In Homeless Bird, Gloria Whelan introduces a moving story centered around the life of a young girl in India named Koly, who struggles with poverty, mental abuse and unfavourable circumstances. This novel conveys insights into the traditions, words and customs used by the Hindustani people of India; and the injustices faced by girls in an often sexist environment. The protagonist lives in a rural part of India with her parents and two brothers. When Koly turned 13, it was time for her to get married, which is a common practice for girls her age. This is set almost two decades ago when these traditions were more of a custom. Her union takes an unexpected turn when she learns that her husband is very ill, and does not have much time left to live. The family she was married into only wanted her for her dowry. Forced to live under a new roof, with an insufferable mother-in-law and a depressed father-in-law, she fears of bringing shame and disappointment to her family, and is trapped in a never-ending cycle of heartache and mental abuse. She is later abandoned by her mother-in-law in the city of Vrindavan, known as the city of widows.
The author introduces a rickshaw pedaler named Raji. He is all-too familiar with the faces of woman who have been abandoned. Rescuing Koly from a life of poverty, he takes her to a house where other widows like herself are sheltered and cared for. Koly makes a friend named Tanu, and finally has someone in her life to hold onto and confide in. She has also found a means of supporting herself. With the help of Maa Kamala, the woman in charge of the widow’s house, she ends up working with Tanu in a nearby market making garlands. Later with the help of a wealthy benefactress, Koly is given a rare opportunity to rekindle an old passion of hers. She begins a new job with creative freedoms, embroidering saris. Saved from her dull lifestyle, happiness begins to find its way back into Koly’s heart.

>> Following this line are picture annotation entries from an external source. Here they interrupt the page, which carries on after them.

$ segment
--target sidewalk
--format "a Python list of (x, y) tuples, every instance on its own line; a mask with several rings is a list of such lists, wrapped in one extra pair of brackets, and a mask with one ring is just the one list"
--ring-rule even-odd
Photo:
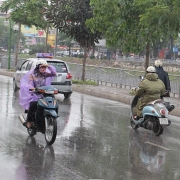
[[(14, 72), (8, 72), (5, 69), (0, 69), (0, 75), (13, 77)], [(80, 93), (110, 99), (113, 101), (119, 101), (129, 105), (133, 99), (133, 95), (130, 94), (130, 89), (125, 88), (73, 84), (72, 89), (73, 91)], [(171, 104), (175, 105), (175, 109), (171, 112), (171, 115), (180, 116), (180, 99), (171, 98), (170, 102)]]
[[(110, 86), (92, 86), (73, 84), (73, 91), (84, 94), (89, 94), (96, 97), (110, 99), (113, 101), (131, 104), (133, 95), (130, 94), (130, 89), (116, 88)], [(180, 116), (180, 99), (170, 98), (170, 103), (175, 105), (175, 109), (170, 113), (173, 116)]]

Whelan illuminates the circumstances and struggles of a young girl in a predominantly male-dominated society. This reminded me of the stories my great-grandmother had once told me. She grew up in an era where females were treated with very little respect and were expected to obey their husbands without defiance. Like Koly, she had to navigate through a sometimes harsh and unjust culturally-controlled environment. Being a widow without any financial support, status, or family, she must overcome many obstacles in her new life.
The story is built around a somewhat cliche storyline in which the protagonist finds her road to happiness, like many of the similar plots found in Western fairy tales. I personally love that about this book, it is never dull and it always leaves you with a sense of fulfillment. Thanks to Whelan’s plotting, Koly soon finds herself on a boat of romance. Precious moments between Raji and Koly are shared throughout the book, leading up to an important day in Koly’s life. One day as they both lie on the banks of the Yamuna River, Raji asks Koly for her hand in marriage. Raji wants her to come with him to his home village, where they can both live on his family’s farm and build a life together. This is one of the parts in the book which will leave readers satisfied. Koly is given the chance to follow her desires, which isn’t something she thought was possible. Although she loves her job as an embroiderer and her newfound life in Vrindavan. She chooses to follow her heart as any main protagonist would in this happily-ever-after story.

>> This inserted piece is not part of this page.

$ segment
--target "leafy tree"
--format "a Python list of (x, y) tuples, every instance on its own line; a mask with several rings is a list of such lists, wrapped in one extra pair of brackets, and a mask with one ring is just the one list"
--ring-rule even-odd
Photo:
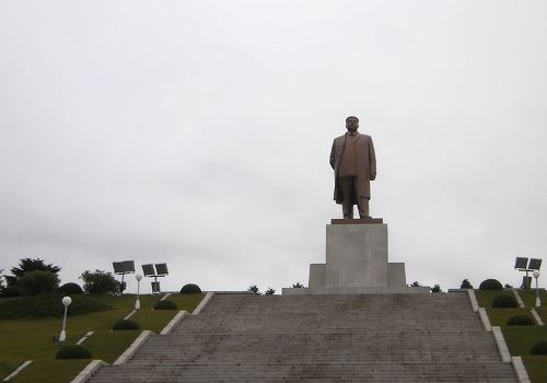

The author creates a very well-rounded and admirable character, which for me is a hard thing to find; I’ve always found that something about a character is missing throughout a novel. In the Homeless Bird, I never found myself dissatisfied, and Koly’s character always felt complete. The triumphant protagonist, grows from this naive little girl, into a strong, independent woman painting her own future.
Whelan has constructed a beautiful, culturally enlightening story, holding true to a message of perseverance, self worth and an ever ending pursuit of happiness. I recommend this book to anyone seeking an illuminating and uplifting tale of determination and triumph.